Our research
The insulin-like growth factor 1 receptor (IGF-1R) is an evolutionarily very ancient receptor tyrosine kinase (RTK). IGF-1R is a heterotetramer consisting of two ligand-binding extracellular alpha-subunits and two beta-subunits composing of a transmembrane domain, an intracellular tyrosine kinase domain, and a C-terminal tail. Ligand (IGF-1 or IGF-2) binding induces tyrosines within the TK domain to be trans-phosphorylated by the dimeric subunit partner.
During the last 15 years it has becoming increasingly evident that the IGF-1R is crucial for tumor transformation, cancer cell growth, tumor progression, and therapy resistance.

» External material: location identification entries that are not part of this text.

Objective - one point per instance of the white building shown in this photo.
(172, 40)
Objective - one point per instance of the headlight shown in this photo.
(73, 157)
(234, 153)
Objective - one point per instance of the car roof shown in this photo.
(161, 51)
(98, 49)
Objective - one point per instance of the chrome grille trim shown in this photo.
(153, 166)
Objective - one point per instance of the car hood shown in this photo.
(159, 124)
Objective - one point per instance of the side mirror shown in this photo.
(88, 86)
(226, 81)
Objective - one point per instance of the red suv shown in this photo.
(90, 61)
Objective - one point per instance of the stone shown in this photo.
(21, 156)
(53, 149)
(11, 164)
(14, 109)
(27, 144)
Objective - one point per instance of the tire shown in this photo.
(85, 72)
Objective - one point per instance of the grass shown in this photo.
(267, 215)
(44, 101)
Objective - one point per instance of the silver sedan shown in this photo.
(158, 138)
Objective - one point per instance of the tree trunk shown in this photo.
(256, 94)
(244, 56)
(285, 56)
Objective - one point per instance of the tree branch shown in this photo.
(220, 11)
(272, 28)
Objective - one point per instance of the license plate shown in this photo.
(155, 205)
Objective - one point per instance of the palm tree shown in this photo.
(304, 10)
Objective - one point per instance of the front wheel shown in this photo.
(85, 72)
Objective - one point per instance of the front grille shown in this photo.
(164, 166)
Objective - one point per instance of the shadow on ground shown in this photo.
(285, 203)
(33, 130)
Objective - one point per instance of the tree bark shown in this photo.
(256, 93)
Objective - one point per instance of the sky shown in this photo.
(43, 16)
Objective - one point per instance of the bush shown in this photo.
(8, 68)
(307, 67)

IGF-1R is expressed in almost all types of malignancies and generally the receptor levels are substantially higher in cancer compared to normal tissues. Accordingly, IGF-1R is currently being one of the most promising targets for modern cancer treatment.

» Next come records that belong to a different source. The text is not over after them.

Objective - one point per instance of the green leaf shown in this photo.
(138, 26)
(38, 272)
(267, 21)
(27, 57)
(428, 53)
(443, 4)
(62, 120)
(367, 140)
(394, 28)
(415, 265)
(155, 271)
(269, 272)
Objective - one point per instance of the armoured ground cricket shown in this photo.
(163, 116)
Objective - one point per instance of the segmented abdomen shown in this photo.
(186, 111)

The mechanisms underlying the fundamental roles of IGF-1R in cancer biology are still not well understood. Actually, IGF-1R shares the major signaling pathways with many RTKs, like the insulin receptor isoform B (IR-B) which is not important for tumor growth. Probably, IGF-1R promotes alternative IGF-1R signaling and actions in cancer cells. Since several years ago we have sought to disclose novel and alternative IGF-1R mechanisms with relevance to cancer cell growth. We have e.g. demonstrated ubiquitination of the receptor and that this modification promotes MAPK/ERK signaling and cell cycle progression, and we have identified two involved E3-ligases (enzymes catalysing ubiquitination) with distinct mode of actions.

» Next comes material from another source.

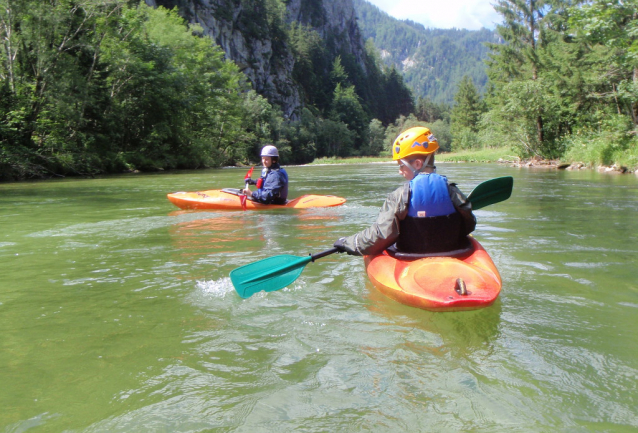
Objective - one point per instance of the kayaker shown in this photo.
(272, 186)
(425, 215)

Our recent finding that IGF-1R undergoes SUMOylation, leading to its nuclear accumulation and gene activation by binding to enhancer regions, constitutes a novel and alternative regulatory mechanism for the receptor. The SUMOylation sites of IGF-1R were identified as three evolutionarily conserved lysine residuesLys1025, Lys1100, and Lys1120in the b-subunit of the receptor. If these SUMO sites were mutated the IGF-1R could not accumulate in the cell nucleus and enhance transcription. The whole receptor, the heterotetramer, was shown to undergo SUMO-dependent translocation to the cell nucleus. Our findings represent a breakthrough in IGF-1R research and have potentially wide implications for cell signaling.
Our current research focuses on role of nuclear IGF-1R in the cancer cell. The long-term aims are to develop improved diagnostic and therapeutic tools using IGF-1R as a target.